Koalitionsvereinbarung: Digital? Hauptstadt vs. Flächenland

Veröffentlicht am 06.12.2016

75 Mal kommt das Wort „digital-“ im Koalitionsvertrag der zukünftigen rot-rot-grünen Landesregierung von Berlin vor, 23 Mal der Vorsatz „IT-“. In dem 77-seitigen Koalitionsvertrag der Großen Koalition von Mecklenburg-Vorpommern – der somit auch 100 Seiten kürzer als der Hauptstadtvertrag ist – kommt „digital-“ 18 Mal und der Begriff „IT-“ sechs Mal vor. Beide Bundesländer haben im September gewählt, ansonsten könnten sie aber unterschiedlicher kaum sein: Das eine geprägt vom ländlichen Raum und Ostseezugang, der Agrarwirtschaft und maritimen Industrie, das andere Hauptstadt und Zuwanderungsmetropole. Wie wollen die jeweiligen Landesregierungen mit der Digitalisierung umgehen und sie nutzen?

Digital Berlin
Foto: CC-By-ND 2.0 Flickr User fidel_barto

Digitale Infrastruktur

Unter dem Themenschwerpunkt „Digitalisierung“ in der Koalitionsvereinbarung von Mecklenburg-Vorpommern, schließt sich das Land dem

„Ziel der Bundesregierung an, dass der flächendeckende Breitbandausbau mit mind. 50 Mbit/s bis planerisch 2018 angestrebt und bis 2020 in Gänze realisiert werden soll“.
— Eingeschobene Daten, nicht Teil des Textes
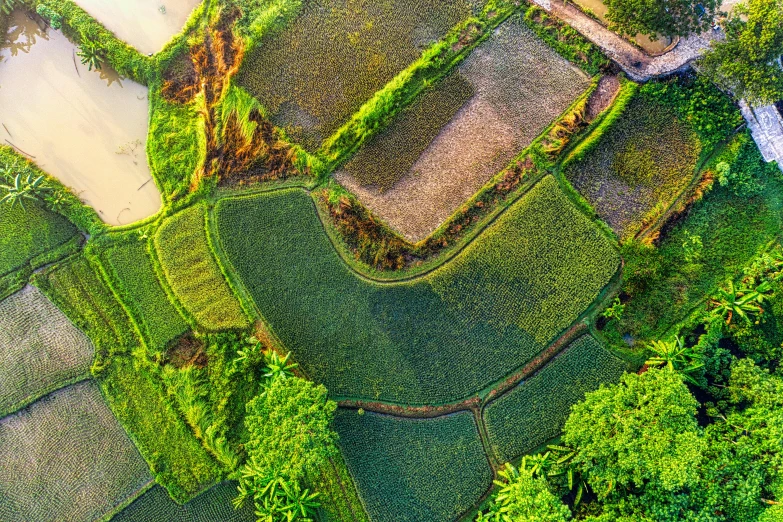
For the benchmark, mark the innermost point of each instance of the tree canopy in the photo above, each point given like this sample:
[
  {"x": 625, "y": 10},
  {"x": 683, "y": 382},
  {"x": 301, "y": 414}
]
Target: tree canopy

Entsprechend der Förderrichtlinie genehmigte der Bund bereits im April und August insgesamt 700 Millionen Euro für den Netzausbau in bislang unterversorgten Gebieten. Der damalige – und nun wiedergewählte – Ministerpräsident Erwin Sellering (SPD) kündigte in der vorherigen Legislaturperiode die Kofinanzierung von 20 Prozent dieser Projekte durch das Land an. Die Förderung vom Bund kommt Mecklenburg-Vorpommern gelegen, denn die Infrastrukturversorgung stellt eine große Herausforderung dar. Da dort wenige Menschen auf großer Fläche leben, muss viel Geld in Infrastruktur investiert werden. Gleichzeitig gibt es weniger potentielle Kunden, die ein Angebot nutzen können. Laut Ministerium für Digitalisierung liegt die Abdeckung im ländlichen Raum von mindestens 50 Mbit/s bei knapp 15 Prozent.
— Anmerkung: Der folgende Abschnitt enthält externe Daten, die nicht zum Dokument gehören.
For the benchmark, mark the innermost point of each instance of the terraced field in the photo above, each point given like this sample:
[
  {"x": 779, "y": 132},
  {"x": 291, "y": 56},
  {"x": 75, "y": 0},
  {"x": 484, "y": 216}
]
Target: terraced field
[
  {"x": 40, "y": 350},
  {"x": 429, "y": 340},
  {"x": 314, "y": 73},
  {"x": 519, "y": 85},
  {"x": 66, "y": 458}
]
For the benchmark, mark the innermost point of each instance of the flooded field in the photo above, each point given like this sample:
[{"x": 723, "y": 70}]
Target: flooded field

Hinsichtlich der Infrastruktur hat es die Hauptstadt aufgrund der kleineren Fläche einfacher. Der Breitbandausbau von bis zu 50 Mbit/s ist flächendeckend erreicht. Damit hat Berlin auch die Disparität zwischen Ost und West gemindert, wenngleich der Ostbezirk Pankow mit 72 Prozent Verfügbarkeit von bis zu 50Mbit/s noch immer das Schlusslicht bildet. Der Westbezirk Charlottenburg-Wilmersdorf führt mit knapp 96 Prozent Verfügbarkeit. In der Koalitionsvereinbarung kündigt die zukünftige rot-rot-grüne Regierung aber den Glasfaserausbau mindestens zur Grundstücksgrenze an.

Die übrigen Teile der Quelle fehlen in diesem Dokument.